Is there any function which will take two inputs, (a+b) as one input and c as another, and return a result from which c can only be computed only if a and/or b are known individually?
Basically I want to modify c with (a+b) in such a way that you have to know a and b individually to get c back.
Thanks in advance!
if i understand you right, that is not possible. if you take a=3, b=5, c=7, it is the same thing as if you take a=4,b=4, c=7
that means, if you are able to get c if you know the real $a_1$ and $b_1$, you can get the same c if you use "wrong" a,b, lets say $a_2,b_2$ such that $a_1+b_1 = a_2 b_2$
While this might be more suitable as a comment I feel the point is so important I decided to post it as an answer.

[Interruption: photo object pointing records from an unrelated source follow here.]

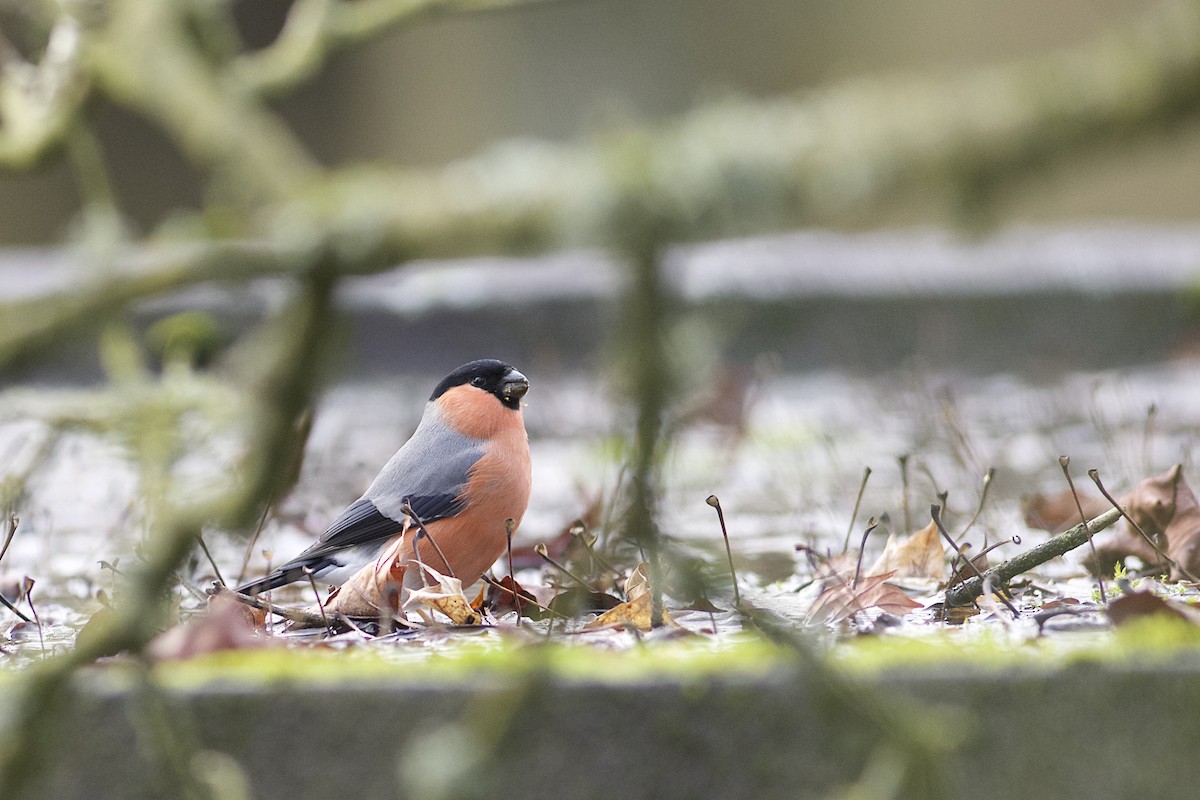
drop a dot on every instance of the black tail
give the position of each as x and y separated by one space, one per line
285 575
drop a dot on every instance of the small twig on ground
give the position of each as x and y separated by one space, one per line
11 522
858 500
966 591
499 587
1065 462
580 531
936 513
540 549
316 591
37 620
713 500
983 499
253 540
208 554
1150 540
513 576
1147 437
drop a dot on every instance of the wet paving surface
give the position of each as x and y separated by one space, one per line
786 469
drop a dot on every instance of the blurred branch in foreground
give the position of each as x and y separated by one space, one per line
271 210
723 169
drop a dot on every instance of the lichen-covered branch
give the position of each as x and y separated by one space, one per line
723 169
283 390
317 28
40 101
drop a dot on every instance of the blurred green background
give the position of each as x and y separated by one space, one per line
449 86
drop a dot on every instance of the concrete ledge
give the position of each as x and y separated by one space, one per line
1081 732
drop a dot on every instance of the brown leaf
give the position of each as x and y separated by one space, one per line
1167 509
226 625
372 591
1144 603
502 599
445 597
919 555
639 582
635 613
1057 512
579 600
839 600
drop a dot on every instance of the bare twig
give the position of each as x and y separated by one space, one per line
213 561
1065 462
540 549
966 591
729 553
858 500
1150 540
508 548
298 615
858 565
316 593
936 513
983 499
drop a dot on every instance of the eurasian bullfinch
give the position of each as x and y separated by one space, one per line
465 471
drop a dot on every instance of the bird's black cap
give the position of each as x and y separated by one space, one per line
490 376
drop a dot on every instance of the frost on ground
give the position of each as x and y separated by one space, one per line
785 455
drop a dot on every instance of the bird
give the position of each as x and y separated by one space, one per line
462 474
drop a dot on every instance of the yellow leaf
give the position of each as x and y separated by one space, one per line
445 597
635 613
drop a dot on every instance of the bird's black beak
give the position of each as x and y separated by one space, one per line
514 386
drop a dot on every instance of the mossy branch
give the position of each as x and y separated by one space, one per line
969 590
726 168
283 392
317 28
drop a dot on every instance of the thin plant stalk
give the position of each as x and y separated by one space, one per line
858 500
1065 462
729 553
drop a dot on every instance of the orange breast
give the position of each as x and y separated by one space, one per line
497 489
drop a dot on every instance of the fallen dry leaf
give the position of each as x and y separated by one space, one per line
444 597
372 591
1057 512
839 600
1144 603
226 625
635 613
639 582
919 555
1167 509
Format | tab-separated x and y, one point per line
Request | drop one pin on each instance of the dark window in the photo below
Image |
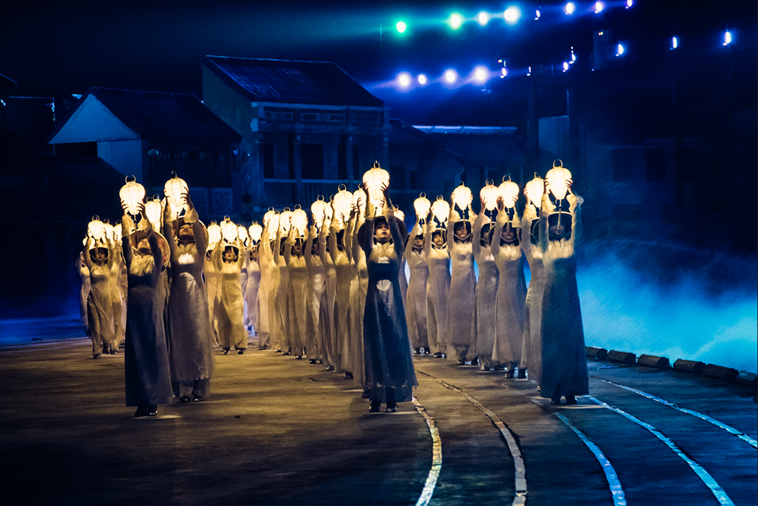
655	165
312	156
267	160
398	178
341	161
623	165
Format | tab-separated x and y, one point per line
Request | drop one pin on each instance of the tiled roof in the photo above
291	82
31	119
162	116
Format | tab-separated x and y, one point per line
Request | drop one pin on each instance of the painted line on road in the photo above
706	478
752	442
518	459
434	472
619	499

If you want a one-way function for actual cryptographic purposes, whatever they are, and it even crosses your mind to ask on a forum what one could be satisfying whatever constraints you have come up with, you want to stop what you are doing.
Any home-brewed cryptographic protocol, function, doo-hicky or algorithm, is almost certain to be bad. And here I'm using almost in the mathematical meaning i.e. given an infinite set, for all but finitely many.
If you have a problem that needs a cryptographic solution and you haven't spent the last 10 years doing cryptography, you want to find a well known, preferably widely used and supported, protocol, function, doo-hicky or algorithm and use that. Not only is it a lot less likely to be fatally flawed, but chances are when it is discovered to be flawed it will be published, you will find out about it and be able to react appropriately (patching, updating, migrating wvr.)
While people often realize this in case of algorithms and functions, possibly the most problematic situation is protocols. You just have to look around to notice that even some of the smartest people around have issues coming up with safe protocols so chances are anything one comes up with on their own will be so full of holes it will resemble a grate more then a sieve.
Pick your favorite hash function $f$, then something like $f(a + b) + c$ will do just fine.